Friday, May 23, 2014

Marion's New Single-Point I-57 Interchange Opens Today

Single-Point Interchange on Route 13 under the I-57 overpass

The $45 million single-point interchange is scheduled to open later this afternoon.

The project to reconstruct the intersection of Interstate 57 and Illinois Route 13 started two years ago.

"The contractor is preparing to open that up to the full configuration by 3 p.m." explained Doug Helfrich, IDOT District 9 construction engineer, on Thursday. "There will be new signals at the I-57 bridge, and those temporary signals will be down."

He says there won't be a big change other than the new traffic signals will be closer to the bridge.

(Of course, he's an IDOT engineer, he probably even likes roundabouts. While I have to grant that the single-point interchanges will be more efficient, as will the roundabout Carbondale announced earlier this month, they do require a lot more thinking than motorists usually give when they're approached for the first few times.)

If you haven't noticed contractors do have the new lights up under the bridge and Helfrich promises "full pavement markings on the road" to guide motorists. Once crews get all of the approaches cleaned up in the next month it should look sharp and we'll wonder how we ever lived without it.

The project is part of the $100 million Illinois is spending on the interchange, expanding Route 13 to six lanes from Route 37 to John A. Logan College, adding new frontage roads, and building an overpass over the Burlington-Northern Railroad just west of the Illinois Star Centre mall.

Work on the interchange project should be completed by July 1. Sometime in mid to late July Helfrich said traffic on Route 13 will be diverted to the new eastbound railroad overpass so work can start prepping the ground for the westbound overpass.
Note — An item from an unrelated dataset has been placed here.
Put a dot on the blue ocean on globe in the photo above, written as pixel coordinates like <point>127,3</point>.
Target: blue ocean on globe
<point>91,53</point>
The bad news about the overpass project is the continued restricted access on Garden Way, the new frontage road on the south side of the highway from Sam's Club to Skyline Drive. That will likely delay any development, particularly new restaurants who would normally be anxious to snatch the prime new lots out next to the highway. The big chains like to be on the side of the road that has the heaviest evening rush hour traffic. For Route 13, that's the south side as most of the traffic is heading east on Route 13 in order to get on the interstate, or continue onto and through Marion on the state highway.

That road can't open until the railroad allows the new at-grade crossing on Garden Way to be open. That won't happen until the current Route 13 at-grade crossing is history and both overpasses are operational.